К счастью, он оказался не слишком проворным. Пока Неоптолем готовился к новой атаке, Орест успешно применил прием, которому обучился у старого Телефа — ударил ногой точно в коленную чашечку. Гигант взвыл и отступил, хромая. Но тут же широко расставил руки, явно собираясь применить захват. Вырваться из его тисков микенец уже точно бы не сумел.
Драке не суждено было продолжиться. Перед разъяренным Неоптолемом встали сразу двое — Дексий и Пилад. Им понадобилось всего несколько мгновений, чтобы добраться до места поединка и прикрыть Ореста.
Как бы ни был зол Неоптолем, он сумел оценить, что расклад сложился не в его пользу. Насмешливо захохотав, мирмидонец ткнул пальцем в бледного Ореста, сжавшего кулаки за спинами защитников:
— Что, трое на одного, недостойный сынок великого отца?.. Великие боги, да ты просто слабак! Выйди и дерись со мной, как подобает мужчине. Или ты — девица, которая боится подпортить смазливое личико?!
Насмешка подействовала: Орест с проклятием шагнул к Неоптолему. Однако Пилад сильной рукой схватил его за плечо и оттянул назад. Никто в пылу ссоры не заметил, как критская царевна решительно зашагала прочь.
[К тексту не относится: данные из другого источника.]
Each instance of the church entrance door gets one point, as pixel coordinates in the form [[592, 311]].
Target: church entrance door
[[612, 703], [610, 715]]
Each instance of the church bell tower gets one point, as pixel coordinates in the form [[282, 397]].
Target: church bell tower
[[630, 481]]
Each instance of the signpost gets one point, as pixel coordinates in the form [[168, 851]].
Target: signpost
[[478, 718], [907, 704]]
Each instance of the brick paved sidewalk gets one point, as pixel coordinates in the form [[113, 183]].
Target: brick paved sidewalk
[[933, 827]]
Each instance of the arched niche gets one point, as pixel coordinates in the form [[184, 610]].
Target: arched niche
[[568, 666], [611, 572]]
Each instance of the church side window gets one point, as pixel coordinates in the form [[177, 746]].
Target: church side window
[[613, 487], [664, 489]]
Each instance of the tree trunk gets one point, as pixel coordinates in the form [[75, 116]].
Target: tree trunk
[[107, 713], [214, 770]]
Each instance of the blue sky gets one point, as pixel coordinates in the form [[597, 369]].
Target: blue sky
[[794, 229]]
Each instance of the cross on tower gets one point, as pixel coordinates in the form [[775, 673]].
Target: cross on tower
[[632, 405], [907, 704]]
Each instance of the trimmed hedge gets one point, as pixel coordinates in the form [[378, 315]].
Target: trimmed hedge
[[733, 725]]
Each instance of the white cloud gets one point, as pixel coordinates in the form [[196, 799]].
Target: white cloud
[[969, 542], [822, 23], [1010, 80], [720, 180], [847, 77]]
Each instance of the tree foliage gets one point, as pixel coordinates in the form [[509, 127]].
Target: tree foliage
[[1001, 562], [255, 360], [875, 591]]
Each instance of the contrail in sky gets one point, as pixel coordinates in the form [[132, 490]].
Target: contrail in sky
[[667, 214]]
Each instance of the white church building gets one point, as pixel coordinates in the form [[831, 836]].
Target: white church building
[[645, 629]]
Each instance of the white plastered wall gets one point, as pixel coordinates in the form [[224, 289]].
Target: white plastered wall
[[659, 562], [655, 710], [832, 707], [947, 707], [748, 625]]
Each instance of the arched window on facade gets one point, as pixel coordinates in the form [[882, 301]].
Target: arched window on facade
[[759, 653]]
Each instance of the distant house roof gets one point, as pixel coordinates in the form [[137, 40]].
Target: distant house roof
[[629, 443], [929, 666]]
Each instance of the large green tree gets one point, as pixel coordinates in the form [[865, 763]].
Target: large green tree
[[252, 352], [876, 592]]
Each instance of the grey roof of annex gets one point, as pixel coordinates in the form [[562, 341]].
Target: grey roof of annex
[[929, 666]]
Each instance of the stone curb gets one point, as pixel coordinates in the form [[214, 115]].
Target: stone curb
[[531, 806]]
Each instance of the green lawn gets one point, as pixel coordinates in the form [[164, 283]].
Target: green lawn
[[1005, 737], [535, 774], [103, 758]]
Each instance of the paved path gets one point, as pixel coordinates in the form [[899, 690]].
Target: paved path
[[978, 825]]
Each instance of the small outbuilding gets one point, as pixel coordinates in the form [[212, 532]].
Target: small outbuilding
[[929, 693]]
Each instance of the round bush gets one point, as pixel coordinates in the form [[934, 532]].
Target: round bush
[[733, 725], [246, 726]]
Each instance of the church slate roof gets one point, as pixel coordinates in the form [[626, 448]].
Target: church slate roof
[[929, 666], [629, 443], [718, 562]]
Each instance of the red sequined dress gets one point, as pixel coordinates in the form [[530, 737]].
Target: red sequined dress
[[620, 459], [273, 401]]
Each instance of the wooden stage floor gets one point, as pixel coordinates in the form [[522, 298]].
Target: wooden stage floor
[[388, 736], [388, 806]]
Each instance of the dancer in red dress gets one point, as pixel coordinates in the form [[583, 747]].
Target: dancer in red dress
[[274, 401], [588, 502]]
— Оставьте нас, — сквозь зубы сказал Орест своим товарищам. Те отрицательно покачали головами. Пилад ответил спокойным, но твердым голосом:
— Это глупо. И может быть ловушкой.
— А ты кто такой, чтобы его выгораживать, страшила? — с усмешкой спросил мирмидонский царевич.
Пилад ничего не сказал, но поднял на гиганта обжигающе-ледяной взгляд. И Неоптолем внезапно почувствовал, как по шее и спине пробежали мурашки. В глазах покрытого шрамами мужчины читалось нечто, что заставило мирмидонца сжаться, почувствовать себя меньше и слабее.
Человек напротив был ниже, но что-то в его облике подсказывало, что он привык повелевать и мог заставить других слушаться. Более того, был очень, очень опасен… Неоптолем, несмотря на природную порывистость, следовал своему чутью и вовремя распознал угрозу. Так хищник признает более опытного и сильного соперника.
Пилад, уловив нерешительность мирмидонца и с ходу определив ее причину, снисходительно улыбнулся. Все еще не было сказано ни слова, однако Неоптолема словно окатили холодной водой.